Safiya Richardson, one of the study authors and a professor at the Feinstein Institutes for Medical Research at Northwell Health, said the study is clearly limited in its scope, and doesn’t, for instance, investigate how much more likely people with specific conditions are to contract the virus or experience serious complications. “For us, this was really to give the readers a sense of what [coronavirus] patients look like, and what are the most common co-morbidities: hypertension, diabetes, obesity,” she told Quartz.

Hypertension was the most common condition among the patients, affecting 56.5%, followed by obesity (41.7%) and diabetes (33.8%). These also happen to be exactly the kind of chronic conditions that disproportionally affect people of lower income.

“It is established that health is dependent on socioeconomic factors,” said Gabriela Oates, a professor at the school of medicine of the University of Alabama at Birmingham.
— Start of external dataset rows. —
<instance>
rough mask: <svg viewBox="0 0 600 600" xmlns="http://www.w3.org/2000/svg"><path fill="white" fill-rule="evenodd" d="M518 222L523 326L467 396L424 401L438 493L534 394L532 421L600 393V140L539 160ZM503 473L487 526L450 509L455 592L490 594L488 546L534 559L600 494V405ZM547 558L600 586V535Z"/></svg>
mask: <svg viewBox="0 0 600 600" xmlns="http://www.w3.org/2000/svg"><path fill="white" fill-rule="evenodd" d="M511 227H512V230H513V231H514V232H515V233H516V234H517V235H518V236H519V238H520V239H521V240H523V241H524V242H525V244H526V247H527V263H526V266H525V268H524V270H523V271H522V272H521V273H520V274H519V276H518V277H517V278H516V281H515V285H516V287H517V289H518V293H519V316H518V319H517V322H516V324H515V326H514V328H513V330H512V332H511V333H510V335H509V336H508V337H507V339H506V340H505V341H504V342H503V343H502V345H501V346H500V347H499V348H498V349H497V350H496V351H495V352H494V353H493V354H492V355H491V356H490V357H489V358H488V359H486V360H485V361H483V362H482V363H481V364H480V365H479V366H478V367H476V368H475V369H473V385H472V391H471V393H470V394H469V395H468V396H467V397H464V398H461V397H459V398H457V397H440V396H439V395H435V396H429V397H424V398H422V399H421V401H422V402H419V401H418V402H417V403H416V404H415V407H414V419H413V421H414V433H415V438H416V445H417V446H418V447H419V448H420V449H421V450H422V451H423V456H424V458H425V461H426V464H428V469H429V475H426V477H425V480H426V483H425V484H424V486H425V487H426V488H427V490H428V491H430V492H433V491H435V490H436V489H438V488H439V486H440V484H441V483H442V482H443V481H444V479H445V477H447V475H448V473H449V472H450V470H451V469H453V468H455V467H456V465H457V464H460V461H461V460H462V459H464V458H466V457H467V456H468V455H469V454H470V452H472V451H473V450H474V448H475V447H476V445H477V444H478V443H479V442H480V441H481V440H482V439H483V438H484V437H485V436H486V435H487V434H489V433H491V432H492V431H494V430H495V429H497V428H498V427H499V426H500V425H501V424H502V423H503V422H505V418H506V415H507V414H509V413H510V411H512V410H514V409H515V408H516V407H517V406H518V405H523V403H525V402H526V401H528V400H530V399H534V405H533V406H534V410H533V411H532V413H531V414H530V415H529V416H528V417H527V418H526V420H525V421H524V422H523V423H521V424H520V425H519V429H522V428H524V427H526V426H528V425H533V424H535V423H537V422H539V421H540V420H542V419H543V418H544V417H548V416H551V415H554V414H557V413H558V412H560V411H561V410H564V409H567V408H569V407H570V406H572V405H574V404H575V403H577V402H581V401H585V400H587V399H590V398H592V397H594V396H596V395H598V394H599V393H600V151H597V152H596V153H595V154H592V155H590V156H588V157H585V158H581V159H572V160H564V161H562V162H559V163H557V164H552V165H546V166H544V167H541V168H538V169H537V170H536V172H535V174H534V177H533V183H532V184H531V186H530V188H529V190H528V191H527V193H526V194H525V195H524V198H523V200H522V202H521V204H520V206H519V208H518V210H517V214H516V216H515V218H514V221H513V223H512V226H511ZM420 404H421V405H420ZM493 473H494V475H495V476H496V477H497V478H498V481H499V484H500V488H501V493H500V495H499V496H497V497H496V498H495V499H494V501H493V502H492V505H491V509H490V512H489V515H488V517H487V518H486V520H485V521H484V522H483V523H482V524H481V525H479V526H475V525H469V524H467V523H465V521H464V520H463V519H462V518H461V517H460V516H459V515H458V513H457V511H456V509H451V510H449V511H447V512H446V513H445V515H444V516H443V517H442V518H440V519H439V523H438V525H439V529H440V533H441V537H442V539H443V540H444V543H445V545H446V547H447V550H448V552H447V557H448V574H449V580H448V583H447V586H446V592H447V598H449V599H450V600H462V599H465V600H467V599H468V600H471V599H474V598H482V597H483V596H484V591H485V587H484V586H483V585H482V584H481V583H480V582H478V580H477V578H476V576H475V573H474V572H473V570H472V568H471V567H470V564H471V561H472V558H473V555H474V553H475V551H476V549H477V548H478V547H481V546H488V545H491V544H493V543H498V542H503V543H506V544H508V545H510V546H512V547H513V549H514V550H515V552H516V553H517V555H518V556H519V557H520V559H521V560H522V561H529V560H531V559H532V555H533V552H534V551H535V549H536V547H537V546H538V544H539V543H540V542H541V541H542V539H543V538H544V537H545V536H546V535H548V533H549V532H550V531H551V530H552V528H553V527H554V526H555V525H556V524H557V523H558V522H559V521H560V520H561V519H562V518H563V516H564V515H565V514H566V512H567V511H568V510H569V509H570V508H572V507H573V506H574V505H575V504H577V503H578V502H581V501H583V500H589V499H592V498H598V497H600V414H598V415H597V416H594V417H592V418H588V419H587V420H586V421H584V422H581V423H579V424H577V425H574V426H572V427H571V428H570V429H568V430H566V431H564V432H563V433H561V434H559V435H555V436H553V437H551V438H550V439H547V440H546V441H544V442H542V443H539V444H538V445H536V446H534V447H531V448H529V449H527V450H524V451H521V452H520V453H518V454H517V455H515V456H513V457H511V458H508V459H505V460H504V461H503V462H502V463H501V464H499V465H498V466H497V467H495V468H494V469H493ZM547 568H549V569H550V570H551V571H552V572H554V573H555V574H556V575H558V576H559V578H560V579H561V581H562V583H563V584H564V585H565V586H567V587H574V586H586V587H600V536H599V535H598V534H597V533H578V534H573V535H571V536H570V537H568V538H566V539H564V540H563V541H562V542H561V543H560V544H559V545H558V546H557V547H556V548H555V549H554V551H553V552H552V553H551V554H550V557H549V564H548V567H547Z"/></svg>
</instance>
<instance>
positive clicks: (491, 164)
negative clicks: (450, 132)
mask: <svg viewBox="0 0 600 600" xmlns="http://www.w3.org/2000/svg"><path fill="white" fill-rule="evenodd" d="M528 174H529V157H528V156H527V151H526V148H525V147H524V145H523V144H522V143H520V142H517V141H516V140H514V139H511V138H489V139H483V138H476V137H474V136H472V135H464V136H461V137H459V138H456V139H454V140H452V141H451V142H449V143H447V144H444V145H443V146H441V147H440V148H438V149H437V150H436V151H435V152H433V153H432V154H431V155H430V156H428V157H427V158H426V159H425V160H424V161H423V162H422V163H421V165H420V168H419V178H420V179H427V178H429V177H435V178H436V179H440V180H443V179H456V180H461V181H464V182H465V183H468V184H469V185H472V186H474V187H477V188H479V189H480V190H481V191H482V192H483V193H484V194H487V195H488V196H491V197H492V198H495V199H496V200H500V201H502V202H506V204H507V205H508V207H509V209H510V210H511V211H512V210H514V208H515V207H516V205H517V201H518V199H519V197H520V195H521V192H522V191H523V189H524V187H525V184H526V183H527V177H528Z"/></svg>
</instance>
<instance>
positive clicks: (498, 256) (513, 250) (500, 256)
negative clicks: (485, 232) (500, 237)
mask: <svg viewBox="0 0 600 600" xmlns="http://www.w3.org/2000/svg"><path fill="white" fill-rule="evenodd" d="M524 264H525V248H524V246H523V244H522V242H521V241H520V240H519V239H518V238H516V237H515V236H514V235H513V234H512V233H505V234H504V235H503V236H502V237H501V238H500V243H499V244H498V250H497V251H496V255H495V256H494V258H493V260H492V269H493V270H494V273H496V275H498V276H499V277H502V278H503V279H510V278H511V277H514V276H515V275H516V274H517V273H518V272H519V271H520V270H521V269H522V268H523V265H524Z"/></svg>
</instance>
Oates, who researches the effects of social determinants of health, said that the correlation between those factors and health is especially strong in the case of chronic disease.

Genetic makeup and predisposition, said Oates, is not the only thing that matters to whether someone may develop a chronic disease. It’s income, education level, occupation, conditions of living and other socioeconomic factors that play a disproportionate role in health, together with behavioral factors. But health behaviors, too, are essentially a function of privilege: Unfavorable ones, such as smoking or eating less fruit and vegetables than recommended, or leading a sedentary lifestyle, are very much dependent on one’s position in society.

“Although there is an element of choice, [these behaviors] are to a large extent socially determined. They require time, money, and education” Oates told Quartz. “It takes resources to be healthy.”